The Grocer has been keeping careful watch on its fightback since then. In October, we revealed it had begun trailing Tesco-style loyalty card-only prices, with offers on the likes of Ben & Jerry’s ice cream and Cadbury chocolate.
Now they are set to be rolled out more widely, with brands such as Nestlé, Pringles and Cathedral City in this week’s list – albeit still well behind the range of loyalty reductions at Tesco.
Morrisons is also counting on nostalgia for Morrisons Fivers (not that £5 goes very far these days) to help the More Card rebirth succeed in boosting its marketing share.
As The Grocer revealed in March, Morrisons is also relaunching its Savers range to coincide with the campaign, with bright new packaging and increased visibility, taking a leaf out of the book of another rival, Asda, and the success of its Just Essentials range.
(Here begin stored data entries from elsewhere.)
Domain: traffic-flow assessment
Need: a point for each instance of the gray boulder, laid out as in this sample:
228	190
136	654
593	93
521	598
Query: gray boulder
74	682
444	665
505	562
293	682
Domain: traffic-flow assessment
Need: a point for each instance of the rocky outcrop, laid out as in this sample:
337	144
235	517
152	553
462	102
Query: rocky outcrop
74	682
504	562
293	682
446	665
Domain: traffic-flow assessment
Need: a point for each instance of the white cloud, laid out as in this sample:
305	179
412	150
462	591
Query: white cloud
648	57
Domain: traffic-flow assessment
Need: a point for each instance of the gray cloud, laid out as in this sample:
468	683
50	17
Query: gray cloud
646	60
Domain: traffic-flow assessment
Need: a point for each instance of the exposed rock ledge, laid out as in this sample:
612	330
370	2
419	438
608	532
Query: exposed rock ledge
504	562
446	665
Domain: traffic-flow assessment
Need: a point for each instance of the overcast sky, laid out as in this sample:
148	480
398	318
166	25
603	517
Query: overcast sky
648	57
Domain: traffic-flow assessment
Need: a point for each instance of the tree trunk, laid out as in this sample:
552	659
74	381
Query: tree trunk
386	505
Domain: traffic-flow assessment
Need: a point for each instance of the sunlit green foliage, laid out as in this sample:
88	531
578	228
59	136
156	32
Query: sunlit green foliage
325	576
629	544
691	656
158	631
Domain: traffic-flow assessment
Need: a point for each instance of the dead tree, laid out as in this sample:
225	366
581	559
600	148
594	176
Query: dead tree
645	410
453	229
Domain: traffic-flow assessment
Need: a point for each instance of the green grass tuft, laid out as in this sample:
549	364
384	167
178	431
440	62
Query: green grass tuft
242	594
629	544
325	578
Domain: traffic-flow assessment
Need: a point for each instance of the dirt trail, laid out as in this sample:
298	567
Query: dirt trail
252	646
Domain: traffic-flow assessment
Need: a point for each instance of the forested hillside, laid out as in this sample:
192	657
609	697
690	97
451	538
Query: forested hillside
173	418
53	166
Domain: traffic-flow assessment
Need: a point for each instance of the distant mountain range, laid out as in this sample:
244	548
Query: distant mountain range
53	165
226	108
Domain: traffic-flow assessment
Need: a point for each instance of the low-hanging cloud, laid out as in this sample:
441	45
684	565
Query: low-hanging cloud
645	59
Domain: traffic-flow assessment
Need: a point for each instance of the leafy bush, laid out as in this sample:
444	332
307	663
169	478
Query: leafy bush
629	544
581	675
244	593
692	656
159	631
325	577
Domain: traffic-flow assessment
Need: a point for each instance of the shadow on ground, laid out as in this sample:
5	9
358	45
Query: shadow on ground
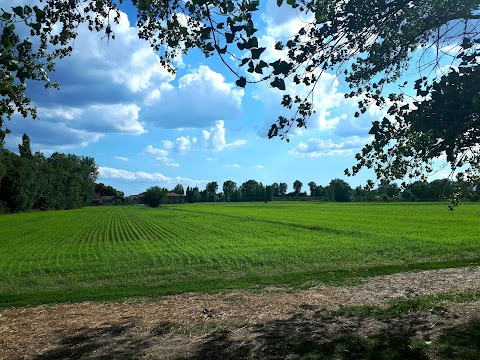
317	335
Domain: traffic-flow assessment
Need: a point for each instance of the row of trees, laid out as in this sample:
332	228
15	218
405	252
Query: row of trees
337	190
32	181
384	51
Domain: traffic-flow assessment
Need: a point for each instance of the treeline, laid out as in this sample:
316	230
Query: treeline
337	190
34	182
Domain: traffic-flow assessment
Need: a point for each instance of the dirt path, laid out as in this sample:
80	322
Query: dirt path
234	325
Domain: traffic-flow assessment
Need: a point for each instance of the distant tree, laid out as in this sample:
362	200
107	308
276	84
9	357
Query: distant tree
252	190
179	189
341	190
229	188
211	191
276	190
193	194
387	189
24	148
269	193
297	186
154	196
237	195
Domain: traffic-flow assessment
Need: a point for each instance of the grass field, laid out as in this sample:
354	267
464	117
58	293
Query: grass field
108	253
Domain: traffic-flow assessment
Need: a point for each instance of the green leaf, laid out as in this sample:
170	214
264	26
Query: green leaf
241	82
6	16
229	37
36	26
278	83
18	10
257	52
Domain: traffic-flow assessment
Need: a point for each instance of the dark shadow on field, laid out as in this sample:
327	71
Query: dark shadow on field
313	335
328	337
111	341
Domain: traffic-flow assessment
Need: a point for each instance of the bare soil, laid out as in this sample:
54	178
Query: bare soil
271	324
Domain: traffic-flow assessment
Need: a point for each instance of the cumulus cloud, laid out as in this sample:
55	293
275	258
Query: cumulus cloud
121	158
120	174
215	138
161	155
182	145
283	21
200	97
321	147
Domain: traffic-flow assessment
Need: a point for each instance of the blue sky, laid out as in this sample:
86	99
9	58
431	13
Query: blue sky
147	127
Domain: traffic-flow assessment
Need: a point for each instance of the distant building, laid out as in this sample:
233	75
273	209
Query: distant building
105	200
136	199
174	198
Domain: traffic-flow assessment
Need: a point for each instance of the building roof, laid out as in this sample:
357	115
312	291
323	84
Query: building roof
174	194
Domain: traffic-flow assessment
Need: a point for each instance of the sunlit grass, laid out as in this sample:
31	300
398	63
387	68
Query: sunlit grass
118	252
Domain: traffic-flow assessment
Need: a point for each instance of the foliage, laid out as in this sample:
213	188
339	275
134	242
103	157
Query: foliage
179	189
229	187
297	186
341	190
371	44
106	190
34	182
101	253
154	196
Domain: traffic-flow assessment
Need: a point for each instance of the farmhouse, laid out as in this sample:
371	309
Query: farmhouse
104	200
174	198
136	199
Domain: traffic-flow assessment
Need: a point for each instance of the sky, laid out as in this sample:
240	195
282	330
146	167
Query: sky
145	126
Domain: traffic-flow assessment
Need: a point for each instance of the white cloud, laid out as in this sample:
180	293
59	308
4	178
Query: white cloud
121	158
154	151
201	96
320	147
235	144
120	174
284	22
215	138
161	155
182	145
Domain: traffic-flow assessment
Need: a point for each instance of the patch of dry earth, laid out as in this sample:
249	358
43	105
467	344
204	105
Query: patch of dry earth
179	325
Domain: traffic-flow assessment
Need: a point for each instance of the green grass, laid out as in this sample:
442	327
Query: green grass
108	253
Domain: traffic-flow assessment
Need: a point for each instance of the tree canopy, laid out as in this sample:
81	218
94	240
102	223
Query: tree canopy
370	45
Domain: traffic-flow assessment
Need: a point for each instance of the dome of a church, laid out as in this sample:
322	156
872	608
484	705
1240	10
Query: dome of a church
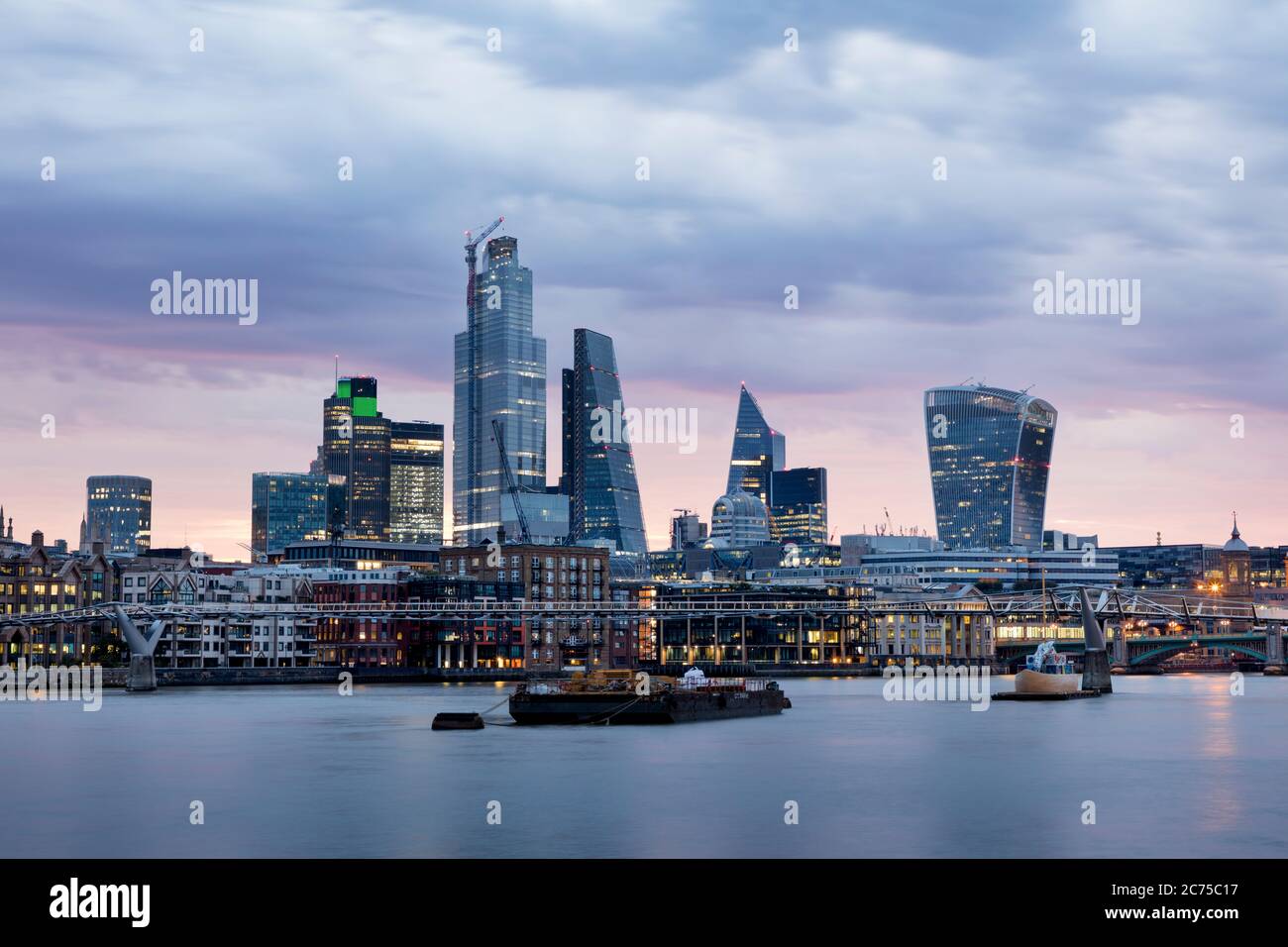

But there are some interesting points of difference. Among the features of the More card’s redux which may give it an edge are points bonuses aimed at encouraging shoppers to use its meat and fresh counters – something Tesco can of course no longer do.
Bryan Roberts, global insights leader at IGD, says while Morrisons has a long way to go if it is to get back in the race, there are signs it is at least back on track.
“Incentivising shoppers for making use of its fresh meat and fish counters is exactly the sort of thing Morrisons needs to do,” he says.
“The point of sale Morrisons is putting to this certainly leaves shoppers in no doubt that the More card is back.”
Yet it will take more phases of this campaign before it can hope to even come close to Clubcard, which itself started with a relative handful of loyalty card-only recipes.
Whether Morrisons has the same power to convince shoppers that they are missing out big time if they get to the till without their loyalty card or app remains to be seen.
Likewise, whether it has the same power to influence the prices of its suppliers, many of whom of course, it owns – an advantage in so many ways over its rivals, but something that during the economic crisis has managed to become something of a thorn in its side.